Colorado identifies potential breeding pair of wolves
A Colorado wolf previously thought to be male is actually female. M1084 is now F1084 following a recent analysis. Originally from Wyoming’s Snake River pack, the black wolf, which was captured and collared in January 2017, has been living in Jackson County, Colorado since 2019 and has a potential mate, according to a press release.
In February, Colorado Parks and Wildlife (CPW) biologists captured and collared another wolf – this time, a gray one that was seen traveling with the rechristened F1084. Since then, CPW has kept tabs on the “travel patterns and other behaviors of this pair” and, according to CPW Terrestrial Section Manager Brian Dreher, their behavior has been “consistent with potential denning behavior.”

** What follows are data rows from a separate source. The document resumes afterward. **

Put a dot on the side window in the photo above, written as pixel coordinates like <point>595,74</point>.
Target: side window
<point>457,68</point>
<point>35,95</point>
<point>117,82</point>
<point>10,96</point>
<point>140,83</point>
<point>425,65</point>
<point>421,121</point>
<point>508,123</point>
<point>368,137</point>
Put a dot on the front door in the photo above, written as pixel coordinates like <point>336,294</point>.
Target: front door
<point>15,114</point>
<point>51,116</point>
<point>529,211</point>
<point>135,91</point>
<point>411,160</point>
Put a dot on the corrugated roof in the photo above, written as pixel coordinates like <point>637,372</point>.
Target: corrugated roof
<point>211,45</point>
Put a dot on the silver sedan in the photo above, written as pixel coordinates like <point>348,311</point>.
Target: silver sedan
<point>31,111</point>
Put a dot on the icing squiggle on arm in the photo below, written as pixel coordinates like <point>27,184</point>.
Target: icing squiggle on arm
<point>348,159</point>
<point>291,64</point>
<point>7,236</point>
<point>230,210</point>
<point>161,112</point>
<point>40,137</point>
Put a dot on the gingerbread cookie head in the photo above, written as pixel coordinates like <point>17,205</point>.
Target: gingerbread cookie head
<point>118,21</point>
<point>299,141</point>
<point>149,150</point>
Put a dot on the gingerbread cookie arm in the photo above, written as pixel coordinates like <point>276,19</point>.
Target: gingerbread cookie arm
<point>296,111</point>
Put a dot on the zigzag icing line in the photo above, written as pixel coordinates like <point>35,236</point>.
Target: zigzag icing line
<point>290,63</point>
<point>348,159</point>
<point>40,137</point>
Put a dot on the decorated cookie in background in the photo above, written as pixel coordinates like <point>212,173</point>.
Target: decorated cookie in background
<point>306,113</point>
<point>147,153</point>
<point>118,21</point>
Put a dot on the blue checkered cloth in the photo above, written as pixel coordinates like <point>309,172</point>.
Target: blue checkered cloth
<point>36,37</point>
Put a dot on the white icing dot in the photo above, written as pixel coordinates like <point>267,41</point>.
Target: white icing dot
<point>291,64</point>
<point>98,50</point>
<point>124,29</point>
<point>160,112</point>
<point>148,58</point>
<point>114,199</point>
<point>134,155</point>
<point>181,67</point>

“While we had conclusive proof that M2101 was a male,” said Dreher, “the change in behavior was enough to drive a deeper discussion about F1084 with our partners at Wyoming Game and Fish and Grand Teton National Park.”
Using genetic information on file for the collared wolf, biologists figured out that F1084 had been mislabeled and was not a male wolf, but a female.
“The news of potential denning behavior of wolves in Jackson County is a real credit to Colorado Parks and Wildlife’s on the ground scientists,” said Governor Jared Polis. “We know wolves are resilient, hardy animals and in this case two of them hundreds of miles from their home packs found each other and are now making a home in Colorado. While these wolves have a head start, I look forward to our state moving ahead with a well-planned and inclusive process to restore gray wolves in Colorado, fulfilling the will of the voters.”
“Confirmation that we have a male and female pair of gray wolves and observing what may be denning behavior in the state is an interesting development as we begin our planning and implementation process for reintroducing gray wolves to the state,” said CPW Director Dan Prenzlow. “We have not yet determined if reproduction has occurred. As we begin the discovery process with our Technical Working Group, we can now also observe how a naturally migrating pair is adapting here in Colorado and use that information to help inform plans moving forward.”